During convolution, a filter is slid across the input image. At each position, the filter is element-wise multiplied by the values of the image it covers. The results of these multiplications are summed up to produce a single number in the output feature map for that filter at that location. The output of applying a filter across the entire input is called a feature map or activation map. This feature map represents specific features of the input data, detected by the filter. Different filters can detect edges, textures, colors, or other visual elements depending on what the filter has learned during training.

Nerd Moment: Convolution or Cross-correlation?

In mathematical terms, the convolution operation performed on two functions involves the flipping (reflection) of one of the functions by a change of sign for the inputs. This operation allows the convolution operation to be commutative. In most CNNs, this reflection is not applied, which technically means that CNNs don’t really use the convolution operation, but instead rely on a similar operation called cross-correlation.

Initially, the values in the filters are set randomly. However, through backpropagation training, these values are adjusted to help the network minimize the error in its predictions. As the network trains, filters automatically learn to capture relevant features that are most useful for performing the task at hand, whether it’s recognizing faces, identifying objects, or classifying scenes.

In the initial layers of a CNN, filters typically learn to detect low-level features such as edges, gradients, and simple textures. As we progress deeper into the network, the filters start detecting more complex features such as parts of objects (e.g., wheels, eyes, leaves). In the deeper layers, filters combine the earlier detected features to recognize high-level, more abstract features like entire objects or complex scenes.

In addition to image and video recognition, CNNs are also used in natural language processing (e.g., sentence classification) and other areas requiring recognition of patterns in spatial data.

Recurrent Neural Networks (RNNs)

RNNs introduce loops in the network architecture, allowing information to persist. This structure is crucial for handling sequential data of arbitrary size, where the current output depends not just on the current input but also on the previous ones. In essence, their architecture allows them to maintain a form of memory by using their output or state as input for the next step in the sequence. This makes RNNs particularly well-suited for tasks where the sequence of data points is important, such as time series prediction, natural language processing, speech recognition, and music processing. RNNs (in their true form) are essentially directed cyclic graphs.

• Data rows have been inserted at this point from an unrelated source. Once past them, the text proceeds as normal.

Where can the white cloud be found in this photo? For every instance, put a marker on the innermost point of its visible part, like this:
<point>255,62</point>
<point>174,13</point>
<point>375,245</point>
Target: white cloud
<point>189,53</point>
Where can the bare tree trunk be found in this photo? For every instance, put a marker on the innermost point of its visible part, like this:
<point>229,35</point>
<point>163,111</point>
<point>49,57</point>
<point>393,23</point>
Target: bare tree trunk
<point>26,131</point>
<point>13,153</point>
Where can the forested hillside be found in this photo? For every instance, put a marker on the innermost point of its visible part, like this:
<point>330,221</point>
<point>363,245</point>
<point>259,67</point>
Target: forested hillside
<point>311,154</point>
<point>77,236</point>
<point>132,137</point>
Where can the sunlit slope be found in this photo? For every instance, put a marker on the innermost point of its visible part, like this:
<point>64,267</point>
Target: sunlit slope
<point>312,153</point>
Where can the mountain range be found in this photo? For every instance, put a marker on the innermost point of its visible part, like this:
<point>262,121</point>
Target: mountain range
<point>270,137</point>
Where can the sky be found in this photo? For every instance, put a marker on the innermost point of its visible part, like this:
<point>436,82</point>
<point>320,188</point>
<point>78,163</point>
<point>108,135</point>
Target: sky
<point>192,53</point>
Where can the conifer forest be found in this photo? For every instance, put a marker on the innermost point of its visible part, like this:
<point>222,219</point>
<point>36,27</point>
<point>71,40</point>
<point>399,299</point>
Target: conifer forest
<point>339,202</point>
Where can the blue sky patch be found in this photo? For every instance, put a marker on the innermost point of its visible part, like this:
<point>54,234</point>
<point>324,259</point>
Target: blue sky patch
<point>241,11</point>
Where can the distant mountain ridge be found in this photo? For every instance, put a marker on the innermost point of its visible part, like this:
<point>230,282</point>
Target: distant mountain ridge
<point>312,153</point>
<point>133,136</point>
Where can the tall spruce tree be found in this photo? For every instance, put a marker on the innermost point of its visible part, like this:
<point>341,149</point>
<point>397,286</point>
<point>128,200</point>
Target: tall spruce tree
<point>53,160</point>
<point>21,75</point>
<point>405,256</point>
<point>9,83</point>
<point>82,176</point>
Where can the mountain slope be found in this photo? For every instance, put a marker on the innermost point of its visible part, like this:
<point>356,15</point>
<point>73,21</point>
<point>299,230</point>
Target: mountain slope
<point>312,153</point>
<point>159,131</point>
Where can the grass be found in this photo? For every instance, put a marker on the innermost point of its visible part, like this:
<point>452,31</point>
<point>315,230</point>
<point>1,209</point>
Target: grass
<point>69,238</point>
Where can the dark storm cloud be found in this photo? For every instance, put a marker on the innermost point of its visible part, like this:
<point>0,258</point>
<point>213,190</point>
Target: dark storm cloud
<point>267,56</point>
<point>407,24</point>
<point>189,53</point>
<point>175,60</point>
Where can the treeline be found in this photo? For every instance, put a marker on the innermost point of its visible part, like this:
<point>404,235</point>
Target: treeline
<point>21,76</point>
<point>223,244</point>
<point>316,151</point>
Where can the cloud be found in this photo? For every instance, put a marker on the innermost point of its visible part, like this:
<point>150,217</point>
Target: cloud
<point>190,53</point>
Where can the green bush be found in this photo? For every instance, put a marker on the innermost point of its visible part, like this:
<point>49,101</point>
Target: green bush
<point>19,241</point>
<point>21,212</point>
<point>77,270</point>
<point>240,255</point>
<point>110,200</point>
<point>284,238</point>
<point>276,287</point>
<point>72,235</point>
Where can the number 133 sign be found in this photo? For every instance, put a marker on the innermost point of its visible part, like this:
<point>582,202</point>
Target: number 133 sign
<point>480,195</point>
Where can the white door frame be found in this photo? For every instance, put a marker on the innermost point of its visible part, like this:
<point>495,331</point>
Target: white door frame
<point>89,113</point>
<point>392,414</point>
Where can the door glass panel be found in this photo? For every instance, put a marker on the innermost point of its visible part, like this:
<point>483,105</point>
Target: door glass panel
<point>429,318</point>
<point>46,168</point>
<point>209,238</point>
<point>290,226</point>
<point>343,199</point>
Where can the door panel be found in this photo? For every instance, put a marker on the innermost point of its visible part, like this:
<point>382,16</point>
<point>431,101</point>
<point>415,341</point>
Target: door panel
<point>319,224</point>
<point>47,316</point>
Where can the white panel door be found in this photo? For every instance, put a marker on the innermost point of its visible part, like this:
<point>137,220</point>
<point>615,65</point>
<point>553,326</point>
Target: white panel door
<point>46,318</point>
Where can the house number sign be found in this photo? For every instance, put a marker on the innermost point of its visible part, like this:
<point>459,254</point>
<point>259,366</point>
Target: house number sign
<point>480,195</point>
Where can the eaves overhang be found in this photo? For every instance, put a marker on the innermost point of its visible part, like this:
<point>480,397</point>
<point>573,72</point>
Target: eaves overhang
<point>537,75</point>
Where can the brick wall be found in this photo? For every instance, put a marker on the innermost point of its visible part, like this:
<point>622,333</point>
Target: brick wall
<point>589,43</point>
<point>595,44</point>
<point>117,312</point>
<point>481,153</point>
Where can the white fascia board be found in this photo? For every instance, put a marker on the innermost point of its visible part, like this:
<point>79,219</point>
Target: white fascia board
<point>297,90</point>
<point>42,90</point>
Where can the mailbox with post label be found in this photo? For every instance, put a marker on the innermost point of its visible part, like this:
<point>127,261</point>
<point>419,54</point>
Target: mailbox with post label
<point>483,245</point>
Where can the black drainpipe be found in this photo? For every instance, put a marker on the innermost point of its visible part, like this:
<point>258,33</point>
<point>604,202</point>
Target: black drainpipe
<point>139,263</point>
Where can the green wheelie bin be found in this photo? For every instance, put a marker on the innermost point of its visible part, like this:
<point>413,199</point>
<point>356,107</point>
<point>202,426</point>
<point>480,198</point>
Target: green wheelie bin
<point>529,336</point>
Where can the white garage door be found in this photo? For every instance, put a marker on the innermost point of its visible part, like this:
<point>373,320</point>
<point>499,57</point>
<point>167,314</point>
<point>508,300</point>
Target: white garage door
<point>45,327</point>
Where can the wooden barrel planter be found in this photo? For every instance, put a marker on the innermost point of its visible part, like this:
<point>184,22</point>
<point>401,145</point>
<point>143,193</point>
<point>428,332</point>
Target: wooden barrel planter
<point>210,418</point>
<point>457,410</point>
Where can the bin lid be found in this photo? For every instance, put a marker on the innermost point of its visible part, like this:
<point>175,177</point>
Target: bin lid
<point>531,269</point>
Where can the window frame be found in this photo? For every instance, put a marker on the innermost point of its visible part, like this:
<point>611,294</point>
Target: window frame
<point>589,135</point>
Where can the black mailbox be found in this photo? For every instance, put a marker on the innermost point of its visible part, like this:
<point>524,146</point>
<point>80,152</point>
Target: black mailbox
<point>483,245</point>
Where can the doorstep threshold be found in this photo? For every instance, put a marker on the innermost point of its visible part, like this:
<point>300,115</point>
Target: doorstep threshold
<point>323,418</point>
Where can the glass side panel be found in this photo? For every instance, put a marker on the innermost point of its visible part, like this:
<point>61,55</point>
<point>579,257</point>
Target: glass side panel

The basic unit within an RNN layer is a cell. The simplest form of an RNN cell has a structure similar to a standard neural network layer, plus a connection from the output of the cell back to its input.

At each time step \( t \), the RNN takes two inputs: the current data point \( x_t \) from the sequence and the hidden state from the previous time step \( h_{t-1} \). The hidden state \( h_{t-1} \) serves as the “memory” of the network, containing information about the previous elements of the sequence. The cell uses these inputs to calculate the new hidden state \( h_t \), which will be used in the next time step and can also be used to generate an output \( y_t \).

The hidden state \( h_t \) is updated using a non-linear function \( f \), often a tanh or sigmoid function, which combines the input \( x_t \) and the previous hidden state \( h_{t-1} \) as follows:

$$ h_t = f(W_{hh} h_{t-1} + W_{xh} x_t + b_h) $$

Here, \( W_{hh} \) and \( W_{xh} \) are weights applied to the previous hidden state and the current input, respectively, and \( b_h \) is a bias term.

The output \( y_t \) at each time step can be calculated using the hidden state \( h_t \), often with another function \( g \), typically a softmax for classification tasks:

$$ y_t = g(W_{hy} h_t + b_y) $$

where \( W_{hy} \) is the weight matrix for the output, and \( b_y \) is the output bias.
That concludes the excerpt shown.